DINGIN, sunyi, gelap. Ruangan berbentuk persegi tanpa suatu barang di dalamnya. Lantai terasa sangat dingin, ruangan penuh dengan keheningan. Entah sudah berjalan berapa lama, tubuhnya masih terkapar di atas lantai dengan tangan yang diikat dengan tali. Mungkin waktu telah berjalan cukup lama hingga bulan kini mencapai titik tertingginya. Mewarnai kesunyian malam, menemani kesialan malam kali ini.
Pandangan yang sebelumnya kabur dan tubuh yang tak berdaya, pada akhirnya kelopak mata yang sebelumnya terpejam kini telah terbuka. Berkedip-kedip beberapa kali untuk menyesuaikan pencahayaan. Netranya berlarian, menerka-nerka tentang ruangan ini dan di mana ia dibawa. Dingin, sunyi, gelap. Tidak ada lentera, hanya terdapat pintu yang memiliki celah dan membiarkan cahaya lentera masuk melalui celah tersebut.
Maria bangun, berusaha duduk.
Ia melihat ke dirinya sendiri—tangannya diikat. Ia mengembuskan napasnya, tidak memiliki banyak ide untuk kabur. Kepalanya masih terasa sakit, cukup susah untuk berpikir. Namun, indra pendengaran yang masih normal miliknya itu dapat mendengar dengan jelas langkah kaki berbalut sepatu boots berjalan mendekati ruangannya. Langkah kakinya bergema, terdengar sangat jelas. Suara langkah kaki berhenti di saat orang yang berada di luar itu berdiri di depan ruangannya.
Suara pintu dibuka dengan kunci terdengar jelas. Orang itu masuk dengan lentera yang berada di tangannya. Maria tidak bisa melihatnya dengan jelas, kegelapan pada ruangan ini begitu menyiksanya. Namun, Maria dapat memastikan jika itu adalah seorang pria. Pria itu menaruh lentera pada gantungan lentera di dinding. Berjongkok di hadapan Maria, wajahnya perlahan-lahan mulai dapat dilihat.
Dia orang yang tadi ....
"Berapa umurmu?"
Maria terdiam, ia sendiri tidak tahu kapan ia lahir dan berapa umurnya. Tak menjawab, Maria menghiraukannya.
"Stephen Bruce." Pria itu mendengus kesal, tetapi tangannya kini meraih surai Maria. "Kau benar-benar mirip dengannya."

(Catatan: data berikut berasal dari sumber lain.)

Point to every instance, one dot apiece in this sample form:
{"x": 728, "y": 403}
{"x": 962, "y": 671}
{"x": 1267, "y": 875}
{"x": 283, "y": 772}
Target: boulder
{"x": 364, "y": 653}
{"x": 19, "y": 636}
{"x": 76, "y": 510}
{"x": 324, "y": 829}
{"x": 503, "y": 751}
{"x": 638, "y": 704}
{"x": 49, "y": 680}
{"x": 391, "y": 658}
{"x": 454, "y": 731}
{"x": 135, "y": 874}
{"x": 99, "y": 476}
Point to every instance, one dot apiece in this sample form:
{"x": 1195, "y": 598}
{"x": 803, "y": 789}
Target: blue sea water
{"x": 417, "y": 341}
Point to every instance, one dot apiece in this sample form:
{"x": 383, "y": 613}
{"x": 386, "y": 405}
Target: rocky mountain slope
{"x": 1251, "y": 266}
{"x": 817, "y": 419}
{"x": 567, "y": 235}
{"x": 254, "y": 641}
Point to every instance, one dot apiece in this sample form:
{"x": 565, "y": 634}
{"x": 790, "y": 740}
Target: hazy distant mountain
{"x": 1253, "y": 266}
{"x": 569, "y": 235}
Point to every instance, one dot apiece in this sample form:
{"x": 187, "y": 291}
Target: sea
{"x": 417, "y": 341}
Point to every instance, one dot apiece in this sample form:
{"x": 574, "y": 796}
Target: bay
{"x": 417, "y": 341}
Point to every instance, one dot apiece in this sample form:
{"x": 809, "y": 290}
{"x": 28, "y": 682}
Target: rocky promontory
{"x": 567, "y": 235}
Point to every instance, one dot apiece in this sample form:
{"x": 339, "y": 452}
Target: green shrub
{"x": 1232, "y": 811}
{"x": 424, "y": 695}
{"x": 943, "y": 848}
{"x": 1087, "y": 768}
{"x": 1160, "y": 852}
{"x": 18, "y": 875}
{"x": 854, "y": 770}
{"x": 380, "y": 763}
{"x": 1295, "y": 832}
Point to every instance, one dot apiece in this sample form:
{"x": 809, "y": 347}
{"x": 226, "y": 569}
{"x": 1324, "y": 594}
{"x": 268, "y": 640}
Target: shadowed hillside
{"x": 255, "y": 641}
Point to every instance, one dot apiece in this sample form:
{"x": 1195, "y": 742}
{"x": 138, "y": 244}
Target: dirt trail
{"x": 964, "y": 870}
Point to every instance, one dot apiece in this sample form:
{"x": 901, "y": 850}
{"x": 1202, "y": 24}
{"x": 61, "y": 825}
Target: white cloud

Alisnya menyatu, tidak memahami apa yang Stephen katakan. "Siapa namamu?" rintih Stephen dengan suara yang bergetar, netranya perlahan-lahan mulai ingin menjatuhkan buliran bening.
"Apa pentingnya untukmu?"
"Sangat penting." Netra hijau milik Stephen masih berair. Namun, kini buliran bening itu menang, membasahi kedua pipi Stephen. Tangannya meraih pipi Maria, mengusapnya perlahan.
"Marielle ..., apa ini dirimu?"
Apa maksudnya ini?
Bibirnya bergetar, suaranya tertahan dan ia menunduk. Tubuhnya bergetar, menahan diri untuk tidak menangis berlebihan. Tangannya mengusap pipi Maria perlahan, merasakan dinginnya tubuh Maria.
"Aku yakin—sangat yakin ..., kau adalah Marielle. Ya, kau benar-benar dirinya."
Maria terdiam seribu bahasa. Jantungnya terasa diremuk dengan kencang, kebingungan melanda di pikirannya. Melihat pria yang tak ia kenal menangis dan menyentuh wajahnya tentu membuatnya bertanya-tanya. Berbagai macam pertanyaan muncul di benaknya, tetapi tertahan pada dirinya yang juga merasakan rasa sakit saat melihat betapa menyedihkannya kondisi Stephen.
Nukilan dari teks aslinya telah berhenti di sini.